Richard McGinley: The offensive behaviour act is a ludicrous law – Why on earth will the government not repeal it?


The Stirling University independent assessment into the Offensive Behaviour at Football Act, commissioned by the Scottish Government, has been released, and the Scottish Government appear convinced that the Act remains the right thing to do, despite the controversy surrounding it (click here to read more). Richard McGinley makes the case for axing the act

TWO football supporters have been fined PS2500 for singing a song at a game which was deemed “offensive”. It had a sweary word in it. It seems that, in Scotland, if you happen to be a football fan, you cannot offend anyone. It’s against the law.

Quite whether a rugby fan can sing a song with sweary words in it is unclear, but the law the football fans broke is specific.

This is the law: “The Offensive Behaviour at Football and Threatening Communications (Scotland) Act 2012 was passed by the Scottish Parliament on 14th December 2011 and came into force on 1st March 2012. The Act criminalises behaviour which is threatening, hateful or otherwise offensive at a regulated football match including offensive singing or chanting. It also criminalises the communication of threats of serious violence and threats intended to incite religious hatred, whether sent through the post or posted on the internet. The Act will only criminalise behaviour likely to lead to public disorder which expresses or incites hatred, is threatening or is otherwise offensive to a reasonable person.”

A “reasonable person”? Surely a reasonable person would, while at a football match, expect some form of chanting or singing that is unlikely to endear him to opposition fans. That’s why people go to the game. For the atmosphere and the banter.

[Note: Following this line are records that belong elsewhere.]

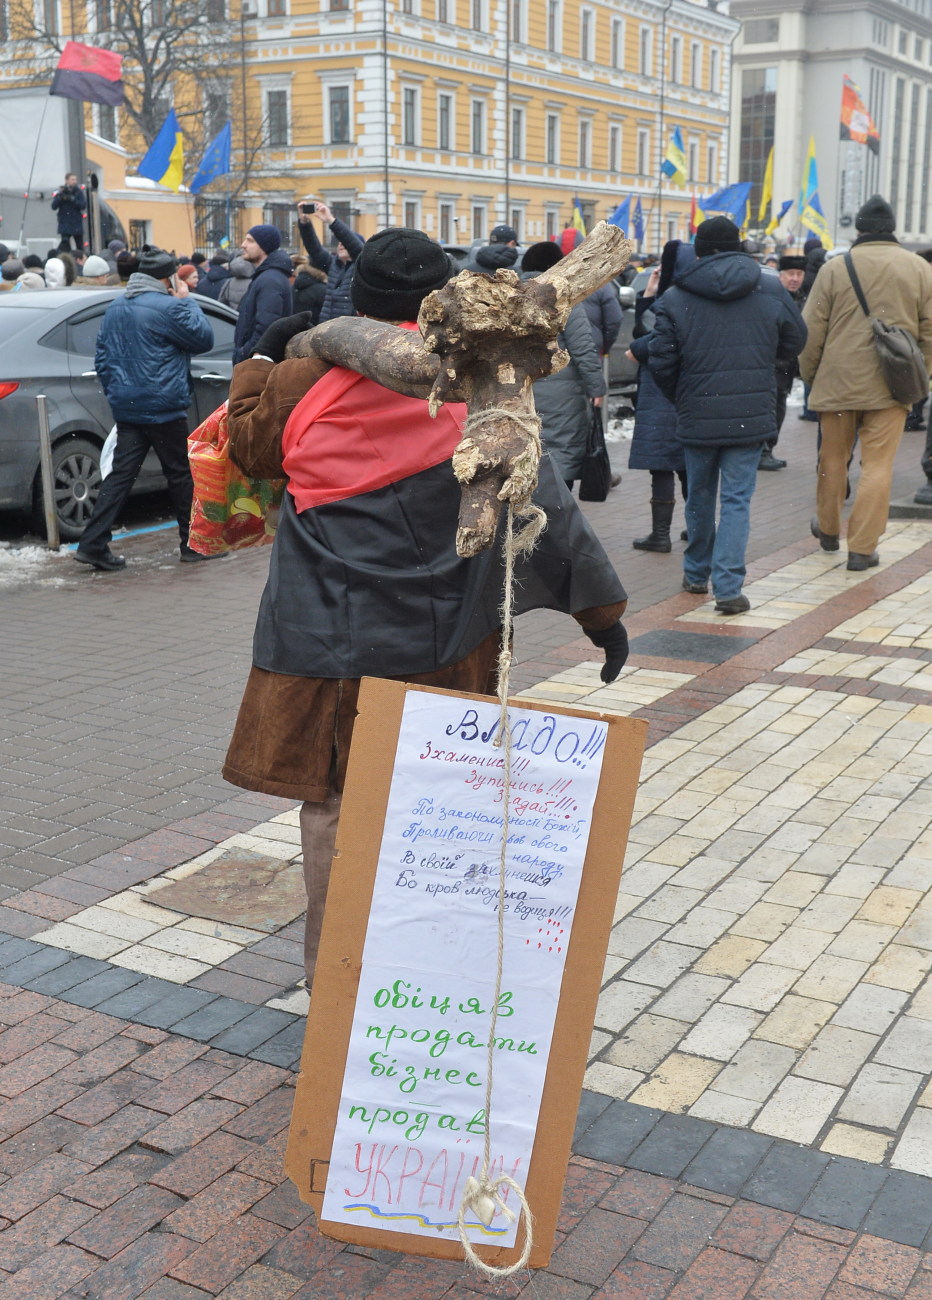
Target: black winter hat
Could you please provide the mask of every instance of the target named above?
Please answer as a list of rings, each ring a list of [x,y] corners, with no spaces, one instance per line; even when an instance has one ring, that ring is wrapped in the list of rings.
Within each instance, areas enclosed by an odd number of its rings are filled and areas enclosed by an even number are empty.
[[[171,253],[166,253],[164,248],[156,248],[155,244],[143,244],[139,259],[141,275],[151,275],[153,280],[168,280],[177,270],[178,262]]]
[[[557,262],[563,261],[560,245],[544,239],[539,244],[532,244],[521,259],[522,271],[549,271]]]
[[[778,271],[805,271],[806,259],[793,253],[784,253],[777,263]]]
[[[862,234],[892,235],[896,230],[896,217],[886,199],[881,198],[879,194],[872,194],[867,202],[861,205],[854,224]]]
[[[420,230],[380,230],[356,258],[350,296],[361,316],[416,320],[421,303],[453,274],[446,253]]]
[[[741,232],[728,217],[709,217],[696,227],[694,244],[697,257],[711,253],[737,253],[741,248]]]

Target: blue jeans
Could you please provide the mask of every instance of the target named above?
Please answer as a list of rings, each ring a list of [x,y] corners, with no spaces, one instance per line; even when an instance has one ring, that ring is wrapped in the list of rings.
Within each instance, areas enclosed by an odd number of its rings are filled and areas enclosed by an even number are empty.
[[[761,443],[747,447],[685,447],[686,531],[683,574],[688,582],[712,579],[717,600],[741,594],[744,552],[751,523]],[[720,502],[715,526],[716,500]]]

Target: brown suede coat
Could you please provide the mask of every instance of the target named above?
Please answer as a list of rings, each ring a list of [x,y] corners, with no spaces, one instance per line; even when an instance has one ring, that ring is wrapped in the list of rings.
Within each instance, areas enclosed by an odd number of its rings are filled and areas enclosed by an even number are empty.
[[[310,357],[279,365],[250,359],[234,367],[227,408],[230,454],[250,477],[282,477],[288,417],[328,368]],[[598,606],[574,617],[586,631],[601,631],[618,621],[626,604]],[[497,634],[487,636],[448,668],[394,680],[494,694],[499,643]],[[247,790],[323,803],[343,789],[358,694],[356,678],[292,677],[253,665],[224,777]]]

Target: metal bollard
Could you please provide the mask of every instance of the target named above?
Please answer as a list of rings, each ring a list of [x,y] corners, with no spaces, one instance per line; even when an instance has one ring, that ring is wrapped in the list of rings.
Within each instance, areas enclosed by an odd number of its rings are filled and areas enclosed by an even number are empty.
[[[36,397],[39,415],[39,465],[42,473],[42,504],[45,507],[45,537],[50,551],[61,549],[58,515],[55,513],[55,480],[52,473],[52,435],[49,430],[49,399],[44,393]]]

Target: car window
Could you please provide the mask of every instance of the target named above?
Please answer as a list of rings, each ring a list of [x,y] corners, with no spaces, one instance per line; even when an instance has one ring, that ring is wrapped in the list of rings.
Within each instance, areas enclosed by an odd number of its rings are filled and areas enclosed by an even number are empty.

“Aren’t laws supposed to be for the good of the people?”

It appears that the lawmakers in Scotland want to put a stop to that. But why?

The police are unhappy with it. It means extra work.

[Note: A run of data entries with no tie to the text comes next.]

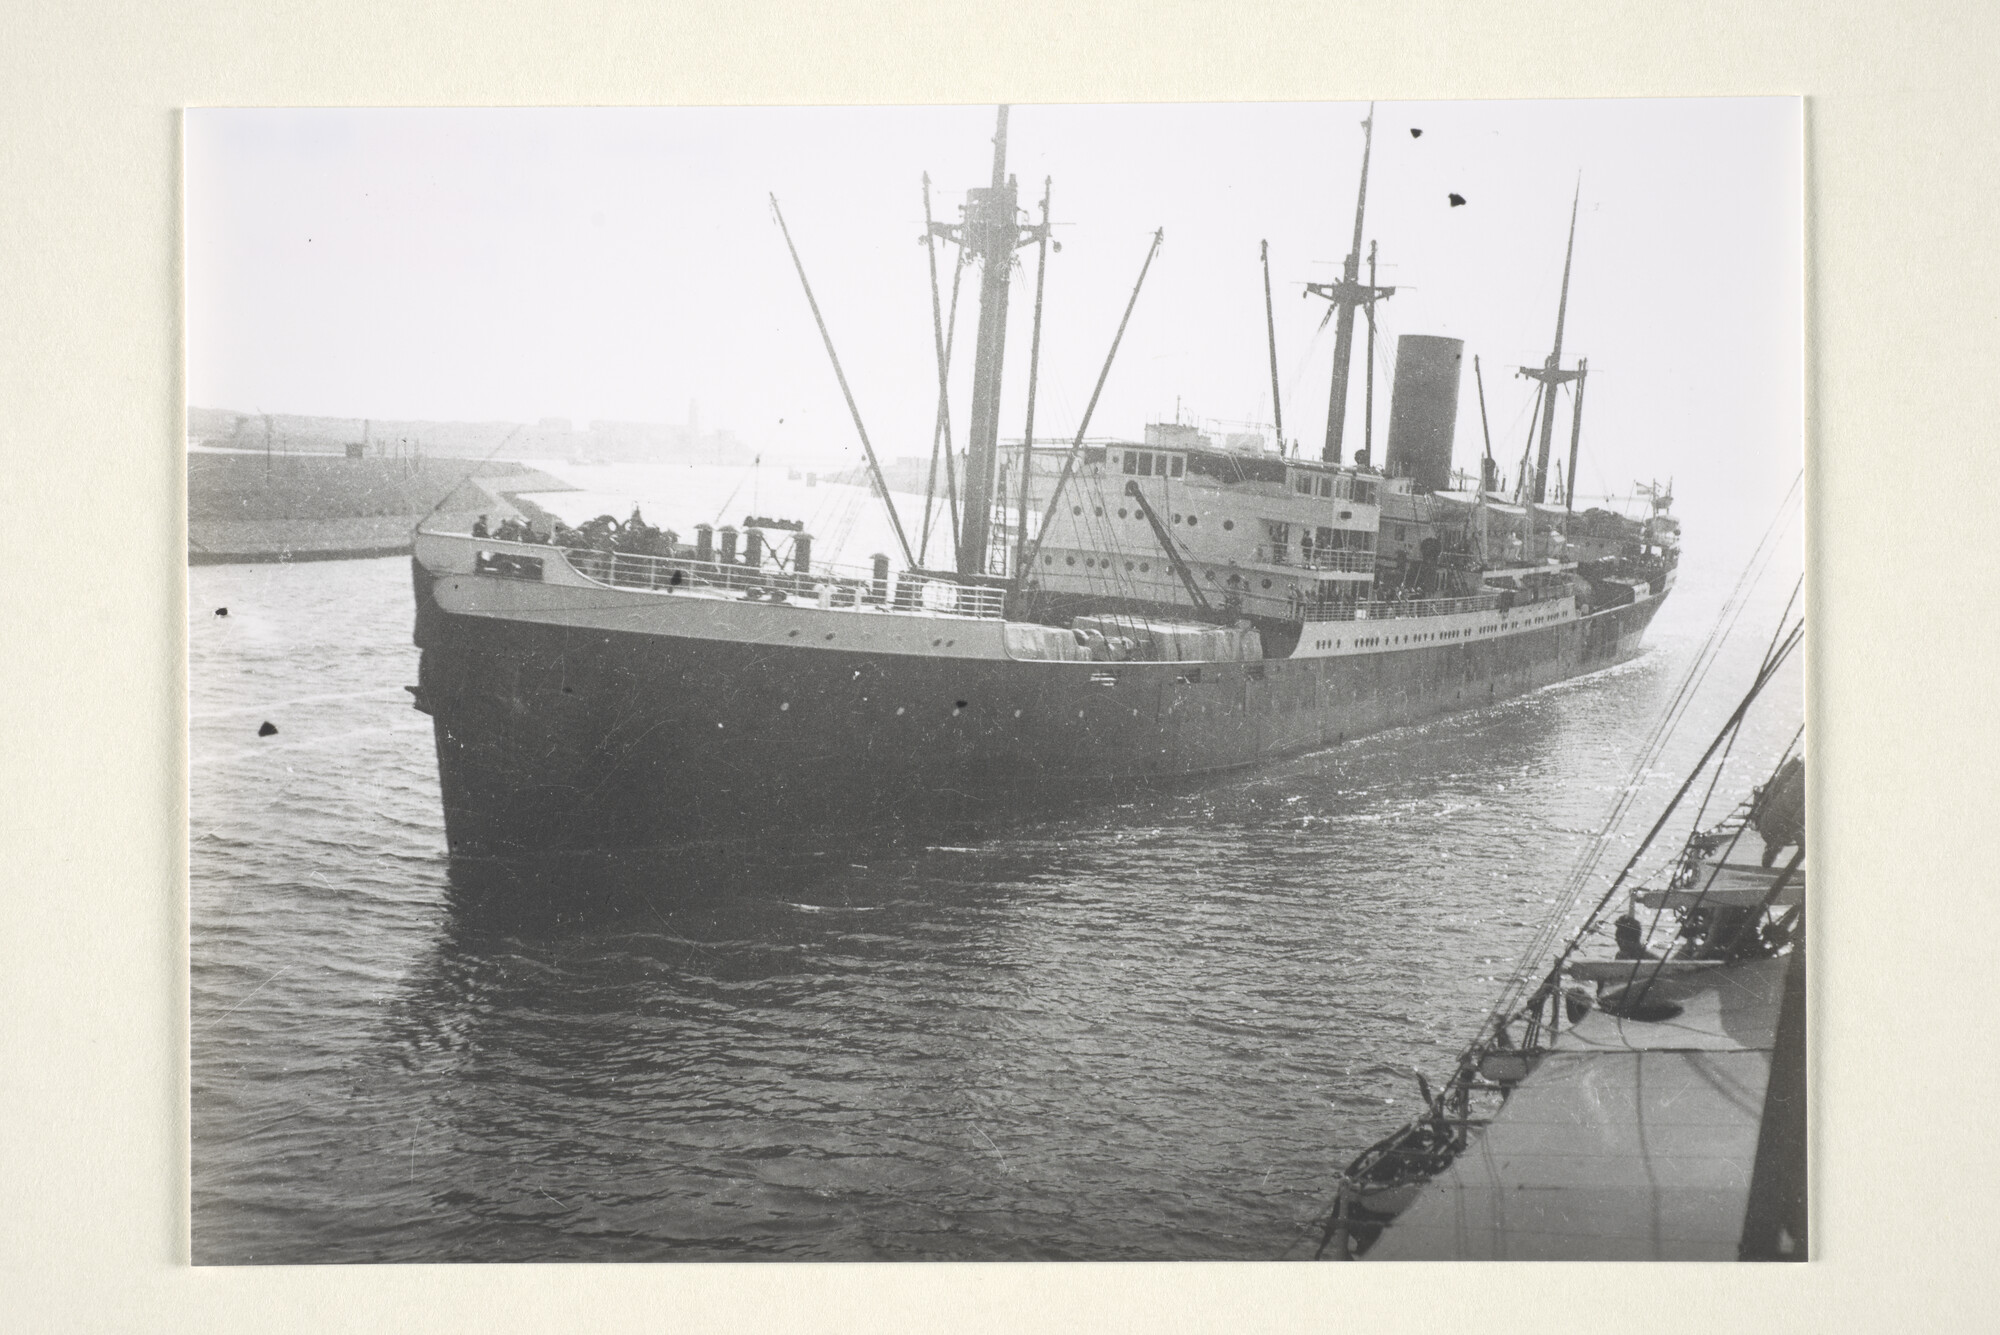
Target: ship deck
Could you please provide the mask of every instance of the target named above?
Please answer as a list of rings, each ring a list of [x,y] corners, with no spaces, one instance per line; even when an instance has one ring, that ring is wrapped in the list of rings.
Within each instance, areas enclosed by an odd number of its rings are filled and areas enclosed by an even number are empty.
[[[1593,1008],[1564,1028],[1366,1259],[1740,1259],[1774,1058],[1803,1042],[1802,1018],[1780,1037],[1802,978],[1790,954],[1664,963],[1573,968],[1607,986],[1657,973],[1647,995],[1680,1012]]]
[[[1705,970],[1663,1023],[1592,1011],[1367,1259],[1737,1259],[1788,962]]]
[[[726,616],[730,612],[748,612],[748,621],[740,615],[732,617],[732,630],[728,632],[747,639],[759,638],[755,627],[767,619],[763,614],[768,610],[785,619],[784,633],[791,638],[800,634],[800,623],[795,618],[818,613],[831,616],[833,621],[829,624],[852,623],[855,618],[875,620],[877,625],[864,633],[871,648],[893,650],[899,640],[907,639],[922,649],[938,647],[923,643],[929,632],[922,627],[928,623],[985,622],[997,626],[1007,614],[1005,590],[997,586],[965,582],[937,572],[891,573],[881,565],[863,569],[822,562],[810,573],[784,572],[729,560],[575,550],[436,530],[416,535],[416,554],[427,570],[460,577],[452,583],[453,593],[466,594],[474,586],[465,584],[463,577],[475,577],[486,592],[472,601],[480,603],[488,614],[536,618],[556,614],[561,609],[563,615],[574,619],[575,613],[588,612],[600,619],[615,620],[621,629],[636,629],[644,624],[667,631],[669,627],[661,620],[661,614],[670,605],[684,607],[693,603],[707,604],[719,612],[727,608]],[[518,587],[523,584],[542,586],[548,592],[524,594]],[[609,595],[616,601],[591,598],[587,604],[579,602],[586,593]],[[457,601],[464,603],[466,599],[460,597]],[[1194,618],[1190,626],[1209,624],[1200,619],[1195,609],[1184,607],[1125,607],[1111,598],[1087,600],[1079,607],[1094,616],[1137,616],[1163,625],[1170,624],[1163,618]],[[1473,597],[1305,605],[1299,609],[1299,620],[1291,627],[1289,647],[1276,656],[1365,658],[1385,651],[1464,646],[1575,623],[1590,615],[1578,606],[1575,598],[1567,595],[1517,603],[1496,592]],[[889,628],[891,622],[904,623],[902,629],[907,633],[898,636]],[[685,633],[690,627],[677,625],[673,629]],[[1040,653],[1026,652],[1024,645],[1011,644],[1002,635],[980,634],[973,627],[966,630],[967,653],[1043,657]],[[1179,655],[1162,657],[1177,659]],[[1236,661],[1237,657],[1223,655],[1215,661]],[[1148,658],[1149,655],[1141,653],[1131,661]]]

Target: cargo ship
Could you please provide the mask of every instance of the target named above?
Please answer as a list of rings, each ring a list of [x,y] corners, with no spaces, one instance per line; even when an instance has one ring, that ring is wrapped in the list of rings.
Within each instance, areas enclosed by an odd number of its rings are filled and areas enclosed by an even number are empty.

The support are unhappy with it. They face fines and even imprisonment for a ridiculously trivial act.

The clubs are unhappy with it. Apart from the negative impact on crowd numbers, they have to pay for policing, which in turn will be more expensive if the offences increase.

Aren’t laws supposed to be for the good of the people? This is a law to protect people from being offended, and yet being offended is purely subjective.

If it were to be expanded, then cyclists, bus drivers and rap artists would be arrested on the spot. They offend me.

“If you don’t want to hear football supporters shouting at each other, then don’t go to the football”

I’m sure you are offended by certain things. And, as a reasonable person, you avoid them. That’s what a reasonable person would do. If you don’t want to hear football supporters shouting at each other, then don’t go to the football.

Again, to expand the rule, what if someone is flipping through the TV channels and catches a game where one section of the crowd is swearing at the other. Who is liable? The TV company? The supporters?

When Scotland’s government claims it wants full fiscal autonomy, when it wants to have full control of its own affairs, if this bill is an example of what they are capable of, then perhaps it’s better to let someone else do it.

It’s unworkable, it’s impractical, and above all it sounds like whoever came up with it has never stepped foot inside a football stadium. Or, indeed, interacted with the public at any level. Maybe they did, and someone called them names. And when they told a policeman, he probably told them to grow up, which presumably offended them again. Under the bill, the officer now has to arrest himself.

If Scotland’s government wants to be taken seriously, then it needs to repeal this ludicrous law. There are far more serious things to deal with than a couple of football fans shouting at each other.